The Chief Executive at the Regulator of Social Housing has said she was “appalled and ashamed” at the poor conditions raised by ITV News.
Speaking at Housing 2021, Fiona MacGregor said: “All of you will have heard over the last few years our “don’t wait” message.
“In advance of legislation, we expect providers to take action to deliver the aims of the White Paper: ensuring that residents live in good quality homes and are listened to when things go wrong. Don’t wait for the regulator to have the powers to enforce this.
“Recent media coverage has highlighted this in the most uncomfortable of ways. We have all been appalled and ashamed to see some of the conditions that have been highlighted, and what that means for affected tenants.”
MacGregor also said there was a need to “share good practice and learning within the sector.”
She added: “There is no room, or need, for competition or even schadenfreude – it does not serve the sector well, does nothing to help address stigma, and risks “there but for the grace of” territory.

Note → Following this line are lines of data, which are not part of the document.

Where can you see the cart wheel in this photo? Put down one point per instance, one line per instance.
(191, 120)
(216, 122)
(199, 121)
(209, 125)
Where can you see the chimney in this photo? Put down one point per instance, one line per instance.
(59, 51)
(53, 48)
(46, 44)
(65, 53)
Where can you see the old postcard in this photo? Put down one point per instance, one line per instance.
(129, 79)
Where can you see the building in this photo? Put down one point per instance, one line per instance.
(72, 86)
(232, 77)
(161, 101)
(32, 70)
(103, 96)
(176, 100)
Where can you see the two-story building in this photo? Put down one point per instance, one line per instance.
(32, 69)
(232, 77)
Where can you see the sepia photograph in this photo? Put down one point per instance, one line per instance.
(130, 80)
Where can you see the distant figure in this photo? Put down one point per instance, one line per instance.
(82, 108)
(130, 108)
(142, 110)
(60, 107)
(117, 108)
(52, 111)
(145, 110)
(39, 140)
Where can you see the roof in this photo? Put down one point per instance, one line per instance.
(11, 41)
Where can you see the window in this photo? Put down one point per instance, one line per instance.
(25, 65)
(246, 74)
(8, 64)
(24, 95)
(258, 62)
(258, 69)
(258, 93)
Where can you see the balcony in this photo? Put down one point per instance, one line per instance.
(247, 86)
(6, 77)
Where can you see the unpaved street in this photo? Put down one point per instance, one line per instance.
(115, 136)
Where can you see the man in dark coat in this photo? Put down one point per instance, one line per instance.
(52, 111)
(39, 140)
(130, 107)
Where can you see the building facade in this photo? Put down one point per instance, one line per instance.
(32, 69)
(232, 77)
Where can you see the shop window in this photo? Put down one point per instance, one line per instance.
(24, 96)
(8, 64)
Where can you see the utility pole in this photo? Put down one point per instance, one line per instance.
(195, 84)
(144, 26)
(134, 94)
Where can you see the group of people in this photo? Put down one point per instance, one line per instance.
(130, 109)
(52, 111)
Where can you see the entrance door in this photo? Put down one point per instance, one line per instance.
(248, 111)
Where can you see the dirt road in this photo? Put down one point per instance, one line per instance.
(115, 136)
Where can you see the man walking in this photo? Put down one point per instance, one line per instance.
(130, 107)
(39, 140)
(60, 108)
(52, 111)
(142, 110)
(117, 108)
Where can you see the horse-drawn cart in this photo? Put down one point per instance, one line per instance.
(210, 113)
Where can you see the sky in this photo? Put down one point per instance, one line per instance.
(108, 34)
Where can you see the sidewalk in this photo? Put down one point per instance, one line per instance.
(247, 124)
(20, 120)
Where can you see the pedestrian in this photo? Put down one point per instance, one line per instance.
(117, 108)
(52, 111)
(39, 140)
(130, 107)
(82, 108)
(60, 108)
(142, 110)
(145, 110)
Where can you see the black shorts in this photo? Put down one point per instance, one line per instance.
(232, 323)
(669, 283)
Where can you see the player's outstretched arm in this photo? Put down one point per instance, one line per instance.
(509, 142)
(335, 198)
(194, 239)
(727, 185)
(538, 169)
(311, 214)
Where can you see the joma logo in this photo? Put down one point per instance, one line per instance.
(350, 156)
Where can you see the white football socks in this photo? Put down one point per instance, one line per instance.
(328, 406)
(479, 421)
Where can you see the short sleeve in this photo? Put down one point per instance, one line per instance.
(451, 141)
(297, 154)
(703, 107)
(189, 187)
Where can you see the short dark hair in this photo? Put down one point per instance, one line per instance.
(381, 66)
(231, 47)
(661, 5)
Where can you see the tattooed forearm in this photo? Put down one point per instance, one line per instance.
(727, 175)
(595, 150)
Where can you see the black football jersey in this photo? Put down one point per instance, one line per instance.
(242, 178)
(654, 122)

“Sharing learning and ensuring transparency is why I’ve asked Clarion to publish the lessons learned from the Eastfields estate once that exercise has concluded, and they have agreed to do so.”
Looking at the sector’s finances, the Regulator was keen to stress that there shouldn’t be a conversation about investing in existing homes or building new homes, there could be both.
“The notion that the sector cannot deliver on building safety and stock improvement as well as delivering new supply appears to be an overly stark dilemma.
“However, in the current debate about funding new social housing supply there is some confusion between financing and economics. There is no shortage of finance, and most providers have the capacity to raise more debt. Too often we see so called ‘innovative solutions’ trying to solve a problem that does not currently exist.
“There is no shortage of available capital, but the difficult economic problem is generating sufficient return on that capital from sub-market rents whilst paying market prices for land and development.
“The recent Affordable Homes Programme announcement will clearly help with the economic conundrum to some extent, but our review of business plans shows how the desirable and necessary investment in, new supply and existing homes can gradually erode the financial and economic capacity of providers; which is leading some to try and find other ways to fund their business plans.”
And in the conclusion of her speech, MacGregor sent out a warning to the sector: “So, while delivering new homes to meet unmet need is as critical as ever, that should not be at the expense of the quality of existing homes.
“There is much that landlords can do to get on the front foot – to find issues and ensure tenants have confidence that it is worth reporting repairs; triangulate where possible through identification of themes and trends – and fixing issues promptly and effectively wherever possible.
“And be transparent about complexities, pressures, delays or where things go wrong. But find them before others do it for you. And fix, wherever possible, issues before they escalate, which leads to trust breaking down and established routes to redress being circumvented.
“Where things do break down and there is evidence of failure at organisational level please be in no doubt that we will call breach where we consider that it exists.
“We will not be influenced by size of organisation or by type of organisation. We will do our job in line with our role and remit – and will not succumb to pressure from any quarter – whether that pressure is to call, or not to call a breach.”
Also speaking at the session was the Housing Ombudsman, Richard Blakeway.
He used his address to urge the sector to make the most of complaints, and learn from them. His major concerns were around the increasing rate of maladministration his organisation was finding, as well as some of the repetition of cases.
He said lessons from complaints should lead to “organisational culture change” and told delegates “not to rely on satisfaction surveys” and to instead bring issues into the boardroom for proper discussion.